Social jet lag terjadi karena perubahan jadwal tidur. Setiap liburan, kita selalu tidur tengah malam dan bangun siang hari. Alarm pun kadang kita matikan.
Saat libur panjang, tidur larut malam dan bangun siang perlahan-lahan menjadi kebiasaan dan secara otomatis akan diulang. Tentu kondisi ini jauh berbeda saat hari biasa.
Akibatnya ketika kita memulai aktivitas seperti biasa, tubuh akan kembali melakukan adaptasi. Kita akan sulit tidur lebih awal dan bangun lebih pagi.
Dengan kata lain kita melawan kebiasaan tidur larut malam dan bangun siang yang kita bentuk saat libur panjang. Tentu tubuh butuh waktu untuk menyesuaikan dengan kebiasaan baru yang kita ciptakan.
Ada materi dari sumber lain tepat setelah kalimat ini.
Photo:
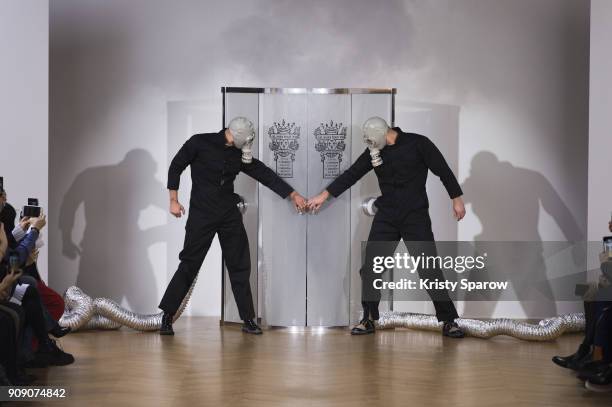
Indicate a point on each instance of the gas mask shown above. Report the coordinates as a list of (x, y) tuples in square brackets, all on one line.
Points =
[(375, 136), (243, 132)]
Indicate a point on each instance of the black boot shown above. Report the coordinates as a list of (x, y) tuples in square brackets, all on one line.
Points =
[(49, 354), (452, 330), (58, 331), (365, 327), (166, 327), (602, 382), (566, 361), (251, 327)]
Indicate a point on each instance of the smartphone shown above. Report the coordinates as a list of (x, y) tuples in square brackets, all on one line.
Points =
[(31, 210), (14, 263)]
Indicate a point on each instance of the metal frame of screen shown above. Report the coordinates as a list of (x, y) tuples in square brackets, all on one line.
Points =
[(317, 91)]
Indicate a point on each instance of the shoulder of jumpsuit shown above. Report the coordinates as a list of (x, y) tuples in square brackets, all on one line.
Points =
[(202, 139), (403, 137)]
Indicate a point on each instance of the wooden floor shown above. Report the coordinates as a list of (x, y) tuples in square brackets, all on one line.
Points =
[(209, 365)]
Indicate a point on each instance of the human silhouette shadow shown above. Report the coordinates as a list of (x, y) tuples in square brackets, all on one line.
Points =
[(114, 260), (507, 200)]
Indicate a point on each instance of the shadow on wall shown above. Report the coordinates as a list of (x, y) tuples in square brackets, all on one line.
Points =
[(507, 199), (113, 197)]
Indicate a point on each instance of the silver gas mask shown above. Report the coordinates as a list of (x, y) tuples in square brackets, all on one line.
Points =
[(243, 133), (375, 136)]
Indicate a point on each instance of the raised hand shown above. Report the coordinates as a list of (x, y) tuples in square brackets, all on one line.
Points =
[(176, 208), (299, 202), (314, 204), (39, 222), (458, 208)]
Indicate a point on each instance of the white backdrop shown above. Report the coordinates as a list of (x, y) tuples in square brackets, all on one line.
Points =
[(516, 71), (600, 123)]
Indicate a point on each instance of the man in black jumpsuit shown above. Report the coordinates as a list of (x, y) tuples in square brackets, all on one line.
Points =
[(215, 162), (402, 213)]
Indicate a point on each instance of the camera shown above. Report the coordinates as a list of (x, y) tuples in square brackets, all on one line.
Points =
[(31, 210)]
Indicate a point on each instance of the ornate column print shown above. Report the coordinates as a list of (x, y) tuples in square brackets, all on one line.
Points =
[(330, 144), (284, 143)]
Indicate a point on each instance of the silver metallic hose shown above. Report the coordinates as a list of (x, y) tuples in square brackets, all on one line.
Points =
[(82, 313), (546, 330)]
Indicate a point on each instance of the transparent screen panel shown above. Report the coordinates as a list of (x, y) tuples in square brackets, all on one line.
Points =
[(282, 245), (328, 266)]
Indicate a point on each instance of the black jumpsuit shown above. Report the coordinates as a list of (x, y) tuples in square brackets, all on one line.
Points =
[(402, 210), (212, 210)]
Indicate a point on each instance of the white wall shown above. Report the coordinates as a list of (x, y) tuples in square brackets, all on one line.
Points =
[(24, 104), (517, 72), (600, 120)]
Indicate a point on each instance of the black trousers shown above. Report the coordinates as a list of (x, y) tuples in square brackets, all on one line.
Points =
[(12, 319), (415, 230), (200, 231)]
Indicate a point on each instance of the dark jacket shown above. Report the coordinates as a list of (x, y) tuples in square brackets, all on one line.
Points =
[(22, 251), (7, 217), (403, 174), (214, 167)]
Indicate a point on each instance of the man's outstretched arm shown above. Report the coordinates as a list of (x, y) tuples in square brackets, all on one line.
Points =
[(262, 173)]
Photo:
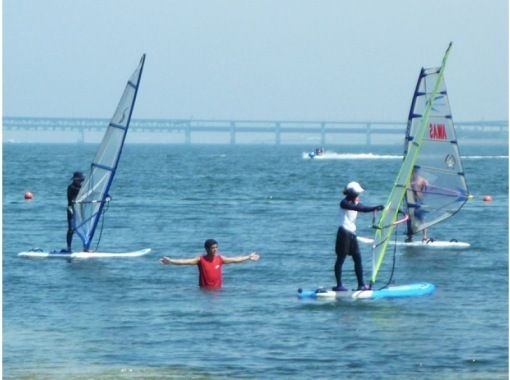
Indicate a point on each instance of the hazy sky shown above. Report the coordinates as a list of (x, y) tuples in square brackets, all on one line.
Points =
[(264, 59)]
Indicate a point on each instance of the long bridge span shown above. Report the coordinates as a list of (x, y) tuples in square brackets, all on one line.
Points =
[(324, 132)]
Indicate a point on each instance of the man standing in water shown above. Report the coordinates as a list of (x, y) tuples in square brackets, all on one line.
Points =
[(72, 192), (210, 264), (346, 241)]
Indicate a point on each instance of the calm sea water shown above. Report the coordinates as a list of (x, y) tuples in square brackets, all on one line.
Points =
[(134, 318)]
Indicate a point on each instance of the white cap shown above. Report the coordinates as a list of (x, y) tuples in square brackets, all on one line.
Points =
[(354, 187)]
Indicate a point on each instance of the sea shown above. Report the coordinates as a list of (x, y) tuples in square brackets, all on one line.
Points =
[(134, 318)]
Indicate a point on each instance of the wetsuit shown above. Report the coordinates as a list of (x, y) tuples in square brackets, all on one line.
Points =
[(346, 242), (72, 191)]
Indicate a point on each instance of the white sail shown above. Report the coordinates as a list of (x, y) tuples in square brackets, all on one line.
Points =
[(94, 192)]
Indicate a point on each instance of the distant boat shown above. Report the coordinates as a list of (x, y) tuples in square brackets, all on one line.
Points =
[(317, 153), (94, 193)]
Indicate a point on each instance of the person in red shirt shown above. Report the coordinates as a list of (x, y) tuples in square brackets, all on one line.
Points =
[(210, 264)]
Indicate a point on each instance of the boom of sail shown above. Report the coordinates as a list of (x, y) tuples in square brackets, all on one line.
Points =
[(94, 192), (431, 152)]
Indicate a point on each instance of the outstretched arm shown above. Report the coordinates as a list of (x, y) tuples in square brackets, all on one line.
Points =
[(167, 261), (350, 205), (239, 259)]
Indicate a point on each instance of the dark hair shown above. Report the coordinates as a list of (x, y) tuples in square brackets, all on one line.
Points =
[(209, 243)]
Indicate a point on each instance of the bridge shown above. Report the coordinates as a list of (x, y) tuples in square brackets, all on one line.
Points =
[(365, 131)]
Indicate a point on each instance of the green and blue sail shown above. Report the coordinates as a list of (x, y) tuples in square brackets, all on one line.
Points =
[(431, 154)]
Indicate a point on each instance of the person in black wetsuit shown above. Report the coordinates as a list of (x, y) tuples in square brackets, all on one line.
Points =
[(346, 242), (72, 191)]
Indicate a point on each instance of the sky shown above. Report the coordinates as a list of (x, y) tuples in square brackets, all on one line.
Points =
[(333, 60)]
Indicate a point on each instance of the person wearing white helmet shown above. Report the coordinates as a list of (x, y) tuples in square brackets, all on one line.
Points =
[(346, 241), (72, 191)]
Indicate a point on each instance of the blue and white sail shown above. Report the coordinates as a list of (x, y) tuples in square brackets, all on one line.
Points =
[(428, 104), (437, 188), (91, 199)]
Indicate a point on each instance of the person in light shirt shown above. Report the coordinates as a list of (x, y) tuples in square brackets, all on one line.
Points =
[(346, 241), (210, 265)]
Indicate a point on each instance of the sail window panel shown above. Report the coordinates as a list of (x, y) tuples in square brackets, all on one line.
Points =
[(108, 153), (122, 113)]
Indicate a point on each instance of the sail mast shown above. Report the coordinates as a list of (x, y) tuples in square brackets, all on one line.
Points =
[(388, 218), (93, 195)]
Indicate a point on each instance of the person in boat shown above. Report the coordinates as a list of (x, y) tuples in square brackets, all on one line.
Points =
[(72, 192), (419, 185), (346, 241), (210, 264)]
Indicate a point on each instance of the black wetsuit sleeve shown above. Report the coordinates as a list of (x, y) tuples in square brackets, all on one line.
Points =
[(350, 205)]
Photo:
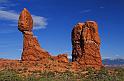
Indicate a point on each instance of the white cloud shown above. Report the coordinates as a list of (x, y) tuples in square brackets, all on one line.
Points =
[(39, 22)]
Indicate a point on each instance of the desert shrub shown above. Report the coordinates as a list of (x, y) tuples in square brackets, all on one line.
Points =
[(9, 75)]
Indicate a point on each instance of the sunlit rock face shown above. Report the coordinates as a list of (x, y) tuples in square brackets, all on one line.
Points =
[(86, 44), (31, 48)]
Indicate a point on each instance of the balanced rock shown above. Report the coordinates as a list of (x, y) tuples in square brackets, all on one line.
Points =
[(31, 48), (86, 44)]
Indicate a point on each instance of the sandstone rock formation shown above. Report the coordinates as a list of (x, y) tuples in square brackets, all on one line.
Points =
[(61, 58), (31, 48), (86, 44)]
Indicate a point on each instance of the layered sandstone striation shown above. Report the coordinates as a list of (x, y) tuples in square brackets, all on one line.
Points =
[(31, 48), (86, 45)]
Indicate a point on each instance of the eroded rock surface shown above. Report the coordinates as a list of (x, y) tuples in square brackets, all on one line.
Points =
[(31, 48), (86, 44)]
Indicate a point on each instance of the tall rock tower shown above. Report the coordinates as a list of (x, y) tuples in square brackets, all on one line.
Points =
[(86, 45), (31, 48)]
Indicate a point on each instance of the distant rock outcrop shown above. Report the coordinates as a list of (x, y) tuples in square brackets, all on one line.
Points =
[(31, 48), (86, 45)]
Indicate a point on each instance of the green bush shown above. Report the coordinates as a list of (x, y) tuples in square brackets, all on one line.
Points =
[(9, 75)]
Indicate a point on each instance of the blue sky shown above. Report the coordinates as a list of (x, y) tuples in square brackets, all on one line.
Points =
[(54, 20)]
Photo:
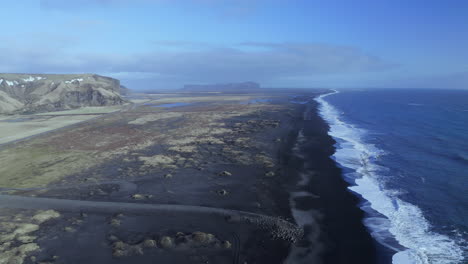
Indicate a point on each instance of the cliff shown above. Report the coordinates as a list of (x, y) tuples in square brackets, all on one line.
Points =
[(50, 92)]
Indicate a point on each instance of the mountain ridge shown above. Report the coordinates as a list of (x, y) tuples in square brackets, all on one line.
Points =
[(26, 93)]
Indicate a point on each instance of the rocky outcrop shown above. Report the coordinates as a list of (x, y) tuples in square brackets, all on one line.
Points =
[(51, 92), (229, 87)]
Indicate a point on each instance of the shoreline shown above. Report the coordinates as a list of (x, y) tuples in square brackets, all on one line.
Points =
[(323, 194)]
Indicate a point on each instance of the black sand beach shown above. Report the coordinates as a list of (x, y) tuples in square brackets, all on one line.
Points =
[(221, 197)]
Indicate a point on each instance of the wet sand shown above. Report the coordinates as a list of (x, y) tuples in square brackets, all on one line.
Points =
[(206, 182)]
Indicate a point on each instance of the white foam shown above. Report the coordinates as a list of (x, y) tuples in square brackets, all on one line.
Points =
[(404, 220), (73, 80)]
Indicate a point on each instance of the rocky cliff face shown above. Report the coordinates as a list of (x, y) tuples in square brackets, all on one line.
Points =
[(50, 92)]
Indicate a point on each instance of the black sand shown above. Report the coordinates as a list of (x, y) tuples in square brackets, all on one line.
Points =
[(117, 234)]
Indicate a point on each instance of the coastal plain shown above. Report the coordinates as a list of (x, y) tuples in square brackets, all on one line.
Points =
[(181, 178)]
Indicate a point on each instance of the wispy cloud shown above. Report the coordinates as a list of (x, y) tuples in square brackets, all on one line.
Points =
[(194, 62)]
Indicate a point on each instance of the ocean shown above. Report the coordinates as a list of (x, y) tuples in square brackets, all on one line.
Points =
[(405, 154)]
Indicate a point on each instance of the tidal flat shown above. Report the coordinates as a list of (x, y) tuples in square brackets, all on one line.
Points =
[(195, 182)]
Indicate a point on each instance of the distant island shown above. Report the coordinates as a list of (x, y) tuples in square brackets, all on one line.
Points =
[(224, 87), (50, 92)]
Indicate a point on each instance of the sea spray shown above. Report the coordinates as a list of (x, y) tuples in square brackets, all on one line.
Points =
[(402, 220)]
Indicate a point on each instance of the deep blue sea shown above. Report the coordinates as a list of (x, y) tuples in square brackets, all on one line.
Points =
[(405, 152)]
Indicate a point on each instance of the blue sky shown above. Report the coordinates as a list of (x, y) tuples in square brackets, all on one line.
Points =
[(279, 43)]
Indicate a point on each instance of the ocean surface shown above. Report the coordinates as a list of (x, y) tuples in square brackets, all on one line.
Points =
[(405, 153)]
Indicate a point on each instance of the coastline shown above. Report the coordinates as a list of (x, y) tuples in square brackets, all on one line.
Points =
[(398, 225), (323, 194)]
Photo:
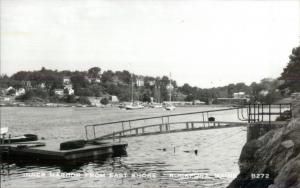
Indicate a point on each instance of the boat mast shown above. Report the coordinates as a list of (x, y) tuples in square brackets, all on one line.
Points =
[(131, 88), (170, 87)]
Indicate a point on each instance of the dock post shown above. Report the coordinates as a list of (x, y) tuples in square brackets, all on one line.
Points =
[(94, 132), (203, 119)]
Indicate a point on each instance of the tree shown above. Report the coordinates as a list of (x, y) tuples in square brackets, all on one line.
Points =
[(291, 73), (94, 72), (107, 76), (104, 101)]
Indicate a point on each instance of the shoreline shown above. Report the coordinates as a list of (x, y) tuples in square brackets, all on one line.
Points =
[(273, 159)]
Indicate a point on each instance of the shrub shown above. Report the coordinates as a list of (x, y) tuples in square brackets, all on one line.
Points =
[(104, 101), (84, 100)]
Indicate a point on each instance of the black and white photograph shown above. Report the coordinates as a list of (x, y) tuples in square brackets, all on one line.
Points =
[(150, 93)]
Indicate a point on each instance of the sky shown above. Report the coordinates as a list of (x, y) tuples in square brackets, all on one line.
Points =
[(203, 43)]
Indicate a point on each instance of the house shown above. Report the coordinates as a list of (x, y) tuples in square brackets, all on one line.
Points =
[(239, 95), (114, 98), (26, 84), (42, 85), (9, 88), (66, 80), (20, 91), (139, 82), (264, 93), (69, 89), (151, 82), (59, 92), (295, 95)]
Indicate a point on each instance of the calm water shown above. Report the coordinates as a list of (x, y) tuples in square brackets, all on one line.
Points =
[(151, 160)]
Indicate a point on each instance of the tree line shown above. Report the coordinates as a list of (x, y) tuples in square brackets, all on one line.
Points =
[(95, 83)]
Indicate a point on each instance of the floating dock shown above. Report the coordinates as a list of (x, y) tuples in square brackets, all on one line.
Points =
[(51, 151)]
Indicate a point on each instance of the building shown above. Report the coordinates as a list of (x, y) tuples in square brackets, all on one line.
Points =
[(66, 80), (151, 82), (239, 95), (59, 92), (20, 91), (26, 84), (264, 93), (139, 82), (42, 85), (114, 98)]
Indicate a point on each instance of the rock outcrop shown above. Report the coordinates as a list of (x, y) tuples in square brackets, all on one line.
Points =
[(273, 160)]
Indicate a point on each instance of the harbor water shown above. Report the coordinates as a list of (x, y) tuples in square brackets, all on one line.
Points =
[(205, 158)]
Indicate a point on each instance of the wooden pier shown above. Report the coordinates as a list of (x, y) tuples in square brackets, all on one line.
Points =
[(246, 115), (170, 128), (51, 151)]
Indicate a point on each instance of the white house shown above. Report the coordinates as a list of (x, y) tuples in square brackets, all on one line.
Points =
[(66, 80), (59, 92), (139, 82), (20, 91), (239, 95), (114, 98), (264, 92)]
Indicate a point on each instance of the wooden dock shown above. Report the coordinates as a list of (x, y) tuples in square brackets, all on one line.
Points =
[(51, 151), (170, 128)]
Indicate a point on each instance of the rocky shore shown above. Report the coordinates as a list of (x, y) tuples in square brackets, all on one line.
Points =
[(273, 160)]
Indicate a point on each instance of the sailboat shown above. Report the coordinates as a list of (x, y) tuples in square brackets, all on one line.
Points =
[(170, 106), (133, 105), (157, 104)]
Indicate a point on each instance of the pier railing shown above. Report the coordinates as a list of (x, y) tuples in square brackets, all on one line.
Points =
[(189, 121), (268, 112), (92, 131)]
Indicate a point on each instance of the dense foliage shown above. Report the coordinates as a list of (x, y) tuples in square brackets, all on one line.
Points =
[(119, 83)]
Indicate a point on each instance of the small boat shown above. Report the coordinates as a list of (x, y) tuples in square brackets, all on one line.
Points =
[(156, 105), (170, 107), (134, 106), (23, 138)]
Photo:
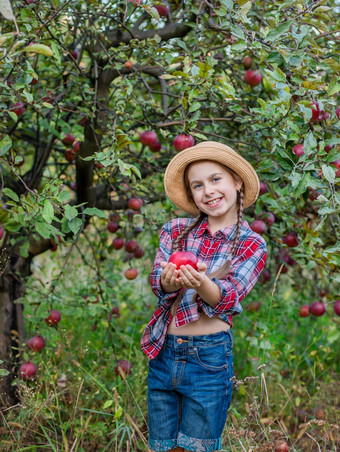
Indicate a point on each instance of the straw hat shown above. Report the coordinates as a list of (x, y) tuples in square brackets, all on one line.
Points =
[(208, 150)]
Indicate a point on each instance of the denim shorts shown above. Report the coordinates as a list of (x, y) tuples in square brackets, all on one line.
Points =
[(189, 392)]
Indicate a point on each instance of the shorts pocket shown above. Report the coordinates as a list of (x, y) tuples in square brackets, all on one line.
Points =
[(211, 358)]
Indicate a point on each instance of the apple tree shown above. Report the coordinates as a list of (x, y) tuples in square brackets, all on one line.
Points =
[(97, 96)]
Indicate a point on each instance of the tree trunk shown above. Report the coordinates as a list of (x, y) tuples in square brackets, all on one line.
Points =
[(12, 288)]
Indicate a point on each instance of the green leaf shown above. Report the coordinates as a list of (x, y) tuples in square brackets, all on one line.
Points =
[(328, 173), (75, 225), (48, 211), (42, 230), (278, 31), (237, 31), (70, 212), (5, 145), (10, 194), (195, 106), (94, 211), (38, 48)]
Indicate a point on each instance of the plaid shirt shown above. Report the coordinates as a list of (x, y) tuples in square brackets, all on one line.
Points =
[(248, 262)]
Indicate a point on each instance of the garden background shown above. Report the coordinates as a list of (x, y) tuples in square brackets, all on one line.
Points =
[(80, 82)]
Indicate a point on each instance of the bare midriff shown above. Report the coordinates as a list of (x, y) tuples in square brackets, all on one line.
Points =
[(204, 325)]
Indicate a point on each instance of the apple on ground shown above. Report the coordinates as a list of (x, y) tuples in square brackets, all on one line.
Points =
[(336, 307), (304, 311), (28, 371), (131, 273), (184, 258), (54, 318), (317, 308), (118, 243), (183, 141), (112, 226), (18, 108), (258, 226), (68, 139), (123, 367), (252, 78), (36, 343)]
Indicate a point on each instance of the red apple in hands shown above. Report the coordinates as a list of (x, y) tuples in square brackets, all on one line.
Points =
[(252, 78), (183, 141), (36, 343), (131, 273), (54, 318), (184, 258), (28, 371), (317, 308)]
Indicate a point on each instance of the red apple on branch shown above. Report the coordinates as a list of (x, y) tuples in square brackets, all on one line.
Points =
[(184, 258), (183, 141), (123, 367), (304, 311), (36, 343), (117, 243), (252, 78), (336, 307)]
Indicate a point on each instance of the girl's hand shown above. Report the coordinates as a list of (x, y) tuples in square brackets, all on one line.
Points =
[(191, 278), (169, 277)]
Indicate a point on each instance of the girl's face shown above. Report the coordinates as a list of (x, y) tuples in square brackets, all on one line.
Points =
[(214, 191)]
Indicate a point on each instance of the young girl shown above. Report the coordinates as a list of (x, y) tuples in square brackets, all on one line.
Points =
[(189, 339)]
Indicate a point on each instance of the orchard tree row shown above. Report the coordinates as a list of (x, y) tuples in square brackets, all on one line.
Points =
[(96, 98)]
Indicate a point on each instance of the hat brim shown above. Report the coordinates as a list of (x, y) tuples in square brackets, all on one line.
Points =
[(217, 152)]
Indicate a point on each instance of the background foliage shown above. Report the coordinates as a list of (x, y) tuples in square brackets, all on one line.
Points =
[(105, 72)]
Itulah sebabnya mengapa kita menjadi cepat lelah usai libur panjang karena jam tidur kita berubah. Reaksi mudah lelah saat menyesuaikan dengan kebiasaan baru disamakan dengan jet lag saat berpergian.
Saat kita pergi ke suatu tempat dengan zona waktu yang berbeda, maka kita akan kesulitan tidur (jet lag). Hal ini karena tubuh kita terbiasa dengan waktu tidur di tempat sebelumnya (irama sirkadian).
Hanya saja, social jet lag terjadi karena perubahan pola tidur saat liburan. Tetapi, efeknya tetap sama dengan orang yang mengalami jet lag saat berpergian.
Salah satu dampak negatif dari social jet lag ialah rentan terkena obesitas. Hal ini pernah diungkapkan dalam sebuah penelitian kedokteran current biology.
Penelitian tersebut melibatkan 6.500 orang dewasa. Hasilnya, indiviudu yang memiliki jam tidur berbeda saat bekerja dan hari libur kemungkinan tiga kali lipat akan mengalami berat badan berlebih.
Semakin berbeda waktu tidur, maka risiko meningkatnya berat badan menjadi besar. Tentu saja ini akan berdampak pada kesehatan, dalam satu penelitian menyebut social jet lag bisa meningkatkan hingga 11 persen penyakit jantung.